Malaria is a disease known to mankind since prehistoric times and still remains a major vector-borne parasitic disease, causing high morbidity and mortality in certain regions of the world. Currently five species of Plasmodium are recognised as causative agents of malaria in humans. These include Plasmodium falciparum, Plasmodium vivax, Plasmodium ovale, Plasmodium malariae and Plasmodium knowlesi, while the mosquitoes of the genus Anopheles are the transmitting vectors. Humans who are the intermediate hosts may present with variable signs and symptoms depending on the causative Plasmodium species, immune response and the timing and efficacy of treatment. ‘Gold standard’ for diagnosis is microscopy of stained thick and thin blood smears, while rapid diagnostic tests have been useful in settings where microscopic skills and expertise are lacking.

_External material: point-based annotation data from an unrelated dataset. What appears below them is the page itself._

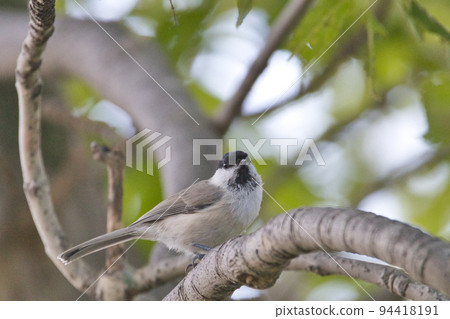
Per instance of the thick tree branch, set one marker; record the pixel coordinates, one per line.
(393, 279)
(115, 163)
(291, 15)
(256, 260)
(157, 273)
(36, 186)
(82, 49)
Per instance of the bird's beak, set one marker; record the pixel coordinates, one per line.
(245, 161)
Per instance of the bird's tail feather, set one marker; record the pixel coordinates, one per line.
(97, 243)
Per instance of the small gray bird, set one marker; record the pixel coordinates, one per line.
(197, 218)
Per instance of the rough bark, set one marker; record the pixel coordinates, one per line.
(393, 279)
(82, 49)
(36, 186)
(257, 260)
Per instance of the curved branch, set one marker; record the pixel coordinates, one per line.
(288, 19)
(393, 279)
(115, 163)
(82, 49)
(257, 260)
(36, 186)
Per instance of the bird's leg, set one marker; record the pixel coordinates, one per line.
(197, 257)
(194, 262)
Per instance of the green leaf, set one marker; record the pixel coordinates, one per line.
(436, 97)
(244, 7)
(432, 25)
(322, 26)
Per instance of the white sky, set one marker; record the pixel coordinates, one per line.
(389, 142)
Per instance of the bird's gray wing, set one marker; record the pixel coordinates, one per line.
(197, 197)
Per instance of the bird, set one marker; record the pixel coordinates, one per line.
(195, 219)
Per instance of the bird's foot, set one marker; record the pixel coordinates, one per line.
(195, 261)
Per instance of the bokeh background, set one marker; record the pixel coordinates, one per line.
(380, 116)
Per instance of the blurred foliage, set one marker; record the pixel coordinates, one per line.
(244, 7)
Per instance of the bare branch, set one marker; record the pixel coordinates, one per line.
(36, 186)
(115, 163)
(157, 273)
(291, 15)
(257, 260)
(393, 279)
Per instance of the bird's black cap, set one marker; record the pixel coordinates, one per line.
(231, 159)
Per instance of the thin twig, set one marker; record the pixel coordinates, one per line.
(36, 185)
(285, 23)
(393, 279)
(115, 163)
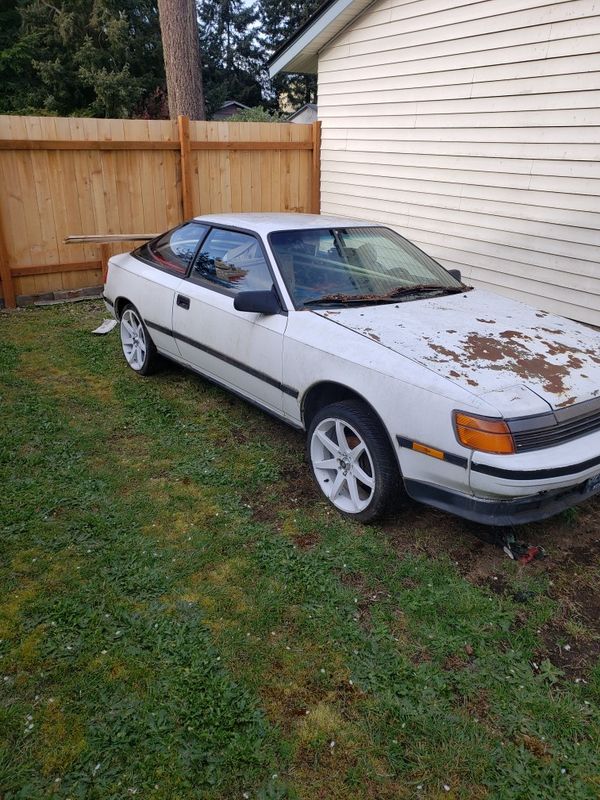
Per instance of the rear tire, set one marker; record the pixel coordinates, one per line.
(138, 347)
(351, 460)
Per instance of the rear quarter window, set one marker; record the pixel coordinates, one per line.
(174, 251)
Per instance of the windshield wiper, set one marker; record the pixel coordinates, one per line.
(425, 288)
(390, 296)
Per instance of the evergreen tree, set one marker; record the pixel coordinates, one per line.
(98, 58)
(233, 63)
(280, 19)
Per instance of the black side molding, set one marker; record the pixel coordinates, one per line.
(262, 376)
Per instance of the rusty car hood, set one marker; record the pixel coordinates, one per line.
(486, 343)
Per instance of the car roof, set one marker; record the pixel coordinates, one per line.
(265, 223)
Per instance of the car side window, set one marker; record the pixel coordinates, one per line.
(175, 250)
(232, 260)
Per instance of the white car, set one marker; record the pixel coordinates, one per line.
(404, 378)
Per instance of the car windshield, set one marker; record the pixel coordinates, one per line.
(361, 265)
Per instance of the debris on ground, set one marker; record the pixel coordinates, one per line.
(521, 551)
(106, 327)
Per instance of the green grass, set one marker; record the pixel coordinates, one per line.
(181, 617)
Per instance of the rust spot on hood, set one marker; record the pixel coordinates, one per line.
(487, 348)
(372, 335)
(518, 359)
(443, 351)
(514, 335)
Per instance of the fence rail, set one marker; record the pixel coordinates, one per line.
(67, 177)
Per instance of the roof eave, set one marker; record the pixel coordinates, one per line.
(301, 52)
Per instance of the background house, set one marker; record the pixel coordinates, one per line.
(473, 129)
(229, 109)
(306, 113)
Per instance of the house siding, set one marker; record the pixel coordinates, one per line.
(474, 130)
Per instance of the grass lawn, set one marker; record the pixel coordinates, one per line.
(182, 617)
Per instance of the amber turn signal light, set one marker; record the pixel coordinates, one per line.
(484, 434)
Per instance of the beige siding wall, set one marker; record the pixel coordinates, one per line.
(475, 131)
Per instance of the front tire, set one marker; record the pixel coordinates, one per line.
(351, 460)
(138, 348)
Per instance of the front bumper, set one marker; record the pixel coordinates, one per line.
(515, 511)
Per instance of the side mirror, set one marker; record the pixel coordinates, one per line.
(257, 302)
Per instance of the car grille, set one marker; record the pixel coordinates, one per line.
(549, 430)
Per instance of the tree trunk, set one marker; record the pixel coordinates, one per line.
(179, 30)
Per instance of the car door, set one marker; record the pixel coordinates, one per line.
(161, 264)
(241, 350)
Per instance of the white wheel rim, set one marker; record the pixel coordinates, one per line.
(342, 465)
(133, 339)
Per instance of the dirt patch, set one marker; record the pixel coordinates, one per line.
(572, 567)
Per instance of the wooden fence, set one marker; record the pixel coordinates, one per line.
(60, 177)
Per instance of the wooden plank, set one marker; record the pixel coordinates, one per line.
(107, 238)
(315, 186)
(53, 269)
(183, 124)
(74, 144)
(251, 145)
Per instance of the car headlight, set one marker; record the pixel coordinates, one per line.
(483, 433)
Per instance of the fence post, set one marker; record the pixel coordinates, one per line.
(104, 256)
(315, 186)
(183, 124)
(8, 287)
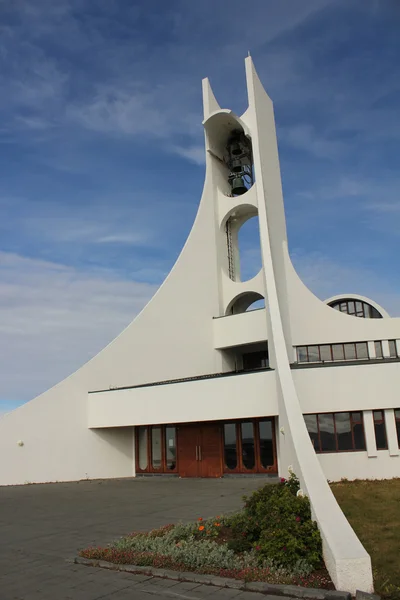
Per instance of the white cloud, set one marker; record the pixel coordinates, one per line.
(53, 318)
(194, 154)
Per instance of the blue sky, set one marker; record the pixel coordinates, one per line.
(102, 156)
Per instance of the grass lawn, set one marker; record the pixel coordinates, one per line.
(373, 509)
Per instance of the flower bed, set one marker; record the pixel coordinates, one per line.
(273, 539)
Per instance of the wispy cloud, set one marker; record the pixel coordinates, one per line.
(53, 318)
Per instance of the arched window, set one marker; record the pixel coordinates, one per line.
(355, 308)
(246, 302)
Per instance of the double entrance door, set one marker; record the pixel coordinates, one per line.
(200, 450)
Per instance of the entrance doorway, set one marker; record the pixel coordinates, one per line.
(209, 449)
(200, 450)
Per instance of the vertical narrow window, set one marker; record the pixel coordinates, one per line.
(392, 349)
(325, 352)
(312, 428)
(156, 447)
(313, 354)
(327, 432)
(142, 448)
(248, 455)
(302, 355)
(397, 417)
(380, 429)
(170, 448)
(230, 446)
(358, 431)
(350, 351)
(267, 457)
(378, 349)
(362, 350)
(337, 352)
(343, 432)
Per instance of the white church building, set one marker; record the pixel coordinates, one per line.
(198, 385)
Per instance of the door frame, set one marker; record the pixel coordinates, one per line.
(258, 468)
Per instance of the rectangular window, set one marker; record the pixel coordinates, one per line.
(142, 459)
(380, 430)
(325, 352)
(230, 446)
(336, 432)
(357, 425)
(327, 432)
(397, 417)
(343, 432)
(350, 351)
(302, 354)
(313, 354)
(362, 350)
(170, 448)
(337, 351)
(156, 447)
(392, 349)
(248, 448)
(378, 349)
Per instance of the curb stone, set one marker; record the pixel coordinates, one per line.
(272, 589)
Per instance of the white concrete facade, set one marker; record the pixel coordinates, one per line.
(197, 321)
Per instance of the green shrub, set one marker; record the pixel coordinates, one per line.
(278, 524)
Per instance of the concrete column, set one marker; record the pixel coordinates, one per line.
(391, 432)
(370, 433)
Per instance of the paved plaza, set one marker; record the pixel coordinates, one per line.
(43, 526)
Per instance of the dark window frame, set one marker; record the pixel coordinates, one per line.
(380, 422)
(353, 422)
(163, 467)
(355, 346)
(396, 353)
(258, 467)
(397, 423)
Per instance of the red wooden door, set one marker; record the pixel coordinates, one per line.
(210, 451)
(200, 450)
(188, 453)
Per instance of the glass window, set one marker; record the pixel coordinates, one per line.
(170, 448)
(378, 349)
(248, 456)
(230, 446)
(362, 350)
(312, 428)
(397, 417)
(350, 351)
(358, 431)
(343, 431)
(392, 349)
(313, 354)
(266, 444)
(156, 447)
(380, 430)
(302, 355)
(325, 352)
(337, 351)
(327, 432)
(142, 447)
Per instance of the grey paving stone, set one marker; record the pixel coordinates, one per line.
(43, 526)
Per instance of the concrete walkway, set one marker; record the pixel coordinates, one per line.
(42, 526)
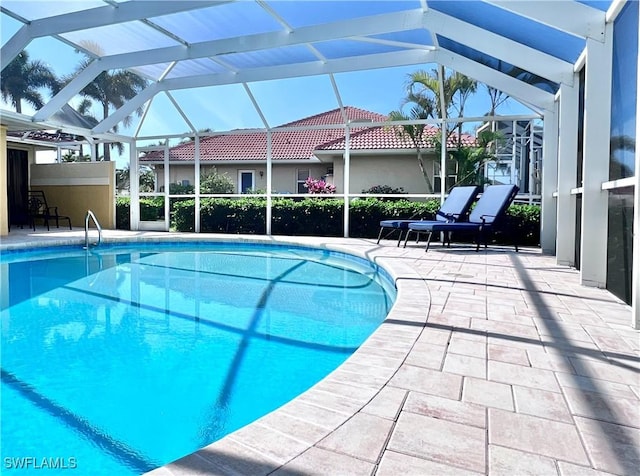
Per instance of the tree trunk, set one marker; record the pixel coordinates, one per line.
(423, 169)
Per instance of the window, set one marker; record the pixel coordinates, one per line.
(302, 176)
(452, 176)
(246, 180)
(624, 93)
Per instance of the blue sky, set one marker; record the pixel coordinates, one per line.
(282, 101)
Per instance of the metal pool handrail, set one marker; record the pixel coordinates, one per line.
(86, 229)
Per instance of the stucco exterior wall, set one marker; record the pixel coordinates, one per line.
(284, 175)
(399, 171)
(366, 171)
(395, 171)
(77, 187)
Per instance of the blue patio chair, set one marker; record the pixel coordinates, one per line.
(489, 210)
(455, 208)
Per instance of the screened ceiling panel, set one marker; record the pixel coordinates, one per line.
(120, 38)
(418, 38)
(299, 14)
(222, 21)
(152, 72)
(514, 27)
(272, 57)
(37, 9)
(197, 44)
(195, 67)
(602, 5)
(499, 65)
(348, 48)
(219, 108)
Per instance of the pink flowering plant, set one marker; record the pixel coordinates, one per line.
(319, 186)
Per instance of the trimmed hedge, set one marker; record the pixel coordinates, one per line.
(314, 216)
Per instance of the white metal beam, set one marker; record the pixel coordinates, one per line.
(69, 91)
(569, 16)
(597, 132)
(635, 277)
(314, 68)
(517, 54)
(373, 25)
(549, 211)
(128, 108)
(567, 166)
(511, 86)
(93, 18)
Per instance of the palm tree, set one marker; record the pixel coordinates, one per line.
(22, 79)
(423, 94)
(111, 89)
(415, 132)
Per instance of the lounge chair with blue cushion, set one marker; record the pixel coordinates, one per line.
(455, 208)
(489, 210)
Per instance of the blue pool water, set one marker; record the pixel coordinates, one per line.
(127, 357)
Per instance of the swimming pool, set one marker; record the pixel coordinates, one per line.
(128, 357)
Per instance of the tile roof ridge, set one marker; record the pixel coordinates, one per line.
(347, 109)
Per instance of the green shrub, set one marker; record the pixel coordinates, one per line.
(123, 213)
(151, 208)
(315, 216)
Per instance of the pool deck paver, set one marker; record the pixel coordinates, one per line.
(496, 363)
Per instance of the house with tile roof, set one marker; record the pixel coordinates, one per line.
(310, 147)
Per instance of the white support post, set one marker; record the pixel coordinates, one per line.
(443, 148)
(514, 153)
(567, 170)
(167, 186)
(635, 280)
(269, 213)
(347, 177)
(597, 130)
(196, 180)
(549, 215)
(134, 186)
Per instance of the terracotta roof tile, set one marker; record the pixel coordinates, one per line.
(298, 145)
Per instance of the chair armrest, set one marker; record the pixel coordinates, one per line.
(449, 216)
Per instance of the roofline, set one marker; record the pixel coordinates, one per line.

Even though molecular diagnostic methods are available, their usage is limited due to logistical constraints. Research involving animal models have managed to overcome some of the challenges of in vitro cultivation of some species of this digenetic parasite. Eliciting a detailed travel history, investigating for possible malaria, early diagnosis and treatment of patients, vector control and adhering to prophylactic measures specially when travelling to a malaria-endemic area or high-risk groups living in such areas are of utmost importance in prevention and control of malaria. It is worthy to note that many countries have been able to reduce the malaria burden or even eliminate malaria during the last decade, despite the lack of a successful vaccine during earlier years.